Poetry begins when the properties of things-and the correspondences among them-reveal themselves through language. Language is the veil that can pierce itself.
The poems in The Properties record encounters between desire and the repressed or suppressed interstices of social, economic, political and unconscious forces. They're alert to correspondences, attentive to the lines of force to which the poet's family quietly assented in the contested place that is the Northwest Coast of North America.
All times and places exist simultaneously. The texts in The Properties range from a twenty-first-century visitation by Herman Melville at a diner in New York City to an unknown history of the Lions Gate Bridge that begins in the Coast Salish village of Xwemelch'stn and ends with an assassination in Egypt. Igor Stravinsky, Sigmund Freud, Stefan Zweig, Duke Ellington, Jeanne d'Arc, Walter Guinness, George Bowering, Andre Breton (who sought out "the interior voice within each human being"), and more appear.

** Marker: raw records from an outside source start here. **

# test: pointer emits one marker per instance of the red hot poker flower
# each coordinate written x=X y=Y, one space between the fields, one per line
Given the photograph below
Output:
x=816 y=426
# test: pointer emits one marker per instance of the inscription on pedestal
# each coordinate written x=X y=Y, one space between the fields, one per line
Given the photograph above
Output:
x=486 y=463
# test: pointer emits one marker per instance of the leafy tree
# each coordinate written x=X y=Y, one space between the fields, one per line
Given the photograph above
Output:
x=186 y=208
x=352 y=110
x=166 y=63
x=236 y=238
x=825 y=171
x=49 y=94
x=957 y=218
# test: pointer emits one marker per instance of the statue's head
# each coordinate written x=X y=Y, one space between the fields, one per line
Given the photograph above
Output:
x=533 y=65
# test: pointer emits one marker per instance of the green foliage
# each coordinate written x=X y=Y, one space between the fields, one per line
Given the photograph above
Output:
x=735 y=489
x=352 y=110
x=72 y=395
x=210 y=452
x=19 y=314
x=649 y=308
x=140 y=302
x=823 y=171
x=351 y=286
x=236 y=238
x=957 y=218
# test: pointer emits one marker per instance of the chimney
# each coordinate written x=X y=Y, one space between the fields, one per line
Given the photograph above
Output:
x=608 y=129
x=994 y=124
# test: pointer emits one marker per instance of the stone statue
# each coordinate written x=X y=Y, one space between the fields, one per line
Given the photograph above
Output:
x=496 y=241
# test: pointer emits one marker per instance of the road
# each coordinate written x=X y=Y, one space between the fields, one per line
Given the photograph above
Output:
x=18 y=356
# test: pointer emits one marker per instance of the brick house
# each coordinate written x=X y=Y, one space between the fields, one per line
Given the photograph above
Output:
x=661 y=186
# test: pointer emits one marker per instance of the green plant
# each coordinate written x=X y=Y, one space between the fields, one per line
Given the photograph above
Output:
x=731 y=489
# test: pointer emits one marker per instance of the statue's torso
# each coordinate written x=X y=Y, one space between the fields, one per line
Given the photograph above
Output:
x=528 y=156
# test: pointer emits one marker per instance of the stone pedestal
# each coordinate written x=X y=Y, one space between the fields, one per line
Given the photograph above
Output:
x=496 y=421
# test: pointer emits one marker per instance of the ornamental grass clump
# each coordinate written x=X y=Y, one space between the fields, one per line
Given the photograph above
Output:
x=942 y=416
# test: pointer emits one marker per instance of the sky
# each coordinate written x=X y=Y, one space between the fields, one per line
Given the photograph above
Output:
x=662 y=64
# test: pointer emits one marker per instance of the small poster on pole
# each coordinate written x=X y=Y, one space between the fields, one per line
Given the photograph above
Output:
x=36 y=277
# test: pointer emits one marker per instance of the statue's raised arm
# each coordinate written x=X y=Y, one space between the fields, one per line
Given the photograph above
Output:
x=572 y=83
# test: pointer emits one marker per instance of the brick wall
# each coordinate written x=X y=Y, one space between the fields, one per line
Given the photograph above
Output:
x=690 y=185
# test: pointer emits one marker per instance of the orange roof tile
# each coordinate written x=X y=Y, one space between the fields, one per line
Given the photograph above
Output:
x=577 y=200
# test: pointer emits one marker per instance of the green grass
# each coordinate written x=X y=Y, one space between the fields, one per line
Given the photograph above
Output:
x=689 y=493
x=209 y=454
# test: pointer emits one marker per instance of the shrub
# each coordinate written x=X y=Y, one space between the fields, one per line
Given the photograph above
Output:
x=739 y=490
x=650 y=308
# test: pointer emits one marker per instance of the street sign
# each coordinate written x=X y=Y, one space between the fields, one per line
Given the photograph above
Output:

Several texts continue the exploration of the documentary form begun in The Shovel. These plaited histories begin as improvisations and gleanings. The title piece, "The Properties," is a companion to the music drama The Kingfisher. A poem in honor of Browne's mother breaks a silence. A piece about his great-aunt becomes a poem about Richard Strauss. Included are the words sung for a screening of Carl Dreyer's 1928 film La Passion de Jeanne d'Arc, for which contemporary Vancouver-based composer Stefan Smulovitz wrote a luminous score. A manifesto celebrates the stick. There are works that return to sound poetry and repetition. Throughout, short lyrical fragments juxtapose longer texts in anticipation of a kind of capillary action.
About the Author :
Colin Browne has published five volumes of poetry. His most recent publications are Entering Time: The Fungus Man Platters of Charles Edenshaw (Talonbooks, 2016) and The Hatch: Poems and Conversations (Talonbooks, 2015). His books have been nominated for a Governor General's Award and the Dorothy Livesay Award / B.C. Poetry Prize. He is a celebrated filmmaker; his experimental documentary White Lake was nominated for a Genie Award for Best Feature Documentary. His recent exhibition at the Vancouver Art Gallery, I Had an Interesting French Artist to See Me This Summer: Emily Carr and Wolfgang Paalen in British Columbia (2016), explored the brief encounter between these two Modernist artists in Victoria, B.C., in August 1939, and presented the first extensive exhibition of Paalen's work in Canada. His collaboration with composer Alfredo Santa Ana, Music for a Night in May, was presented at the Vancouver East Cultural Centre in May 2018. Recent essays exploring the links between Surrealism and the art of the Northwest Coast have appeared in exhibition catalogues in the U.S. and Europe. He is currently working on new curatorial projects and preparing a collection of essays for publication. Until recently, he taught in the School for the Contemporary Arts at Simon Fraser University in Vancouver, where he is Professor Emeritus.
Review :
“Colin Browne’s books can delight you in all ways. He is erudite and he is a slangster. Again in this big new volume we happily find an alarming cohabitation of learnedness and tomfoolery. He will quote from Plato and Frank Loesser on the same page. And there is so much there … Reading silently anywhere in the book, you can feel the words on your lips, he is so attentive to them. And once you sink into reading you know that you could be here forevermore.”
—George Bowering
“From rhythm sticks of phrases and words, cross-cultural as well as deeply familial, Colin Browne musics together a powerful series of poems, a mnemonic for ‘lighting up the routes between worlds.’ Recurrent war thrums in the ‘lyre’ strings of the local, even in the cables of Vancouver’s soaring bridge. These poems light up like accurate stars the “dark bight” we constantly ‘skiff’ across. The Properties is a major work from a poet writing at the peak of both outrage and love.”
— Daphne Marlatt
“In their wide-ranging, restless yet nevertheless focused reach, Colin Browne’s poems are packed with the unexpected detail only an alert mind can record, and in their refusal to explain themselves exhilarate the reader to connect, in his or her own surprised wonder, the seen with the unseen, the familiar with the strange; generating that invisible world always behind and in words. ‘Here there’s only now,’ says one poem, ‘beyond knowing.’ There’s a pedagogy here, and celebration—love, delight and thought their properties.”
—Peter Quartermain
“An environment of modulations, of feelings that don’t reveal themselves as nameable, sellable. Not aesthetic properties. Nothing redeeming in the destruction of cities. Not more musical to bomb an opera house than to bomb a factory. Hence: Stravinsky, Igor. Each tonal anchor only a pretext to swim into another key. Hence: Strauss, Richard. Such terrible accidents. Intersections not revelations. So much out, everything in. Crossings not consummations. What music exactly envies. Erudition
without knowingness, quality of always. Always of something discovered not told.”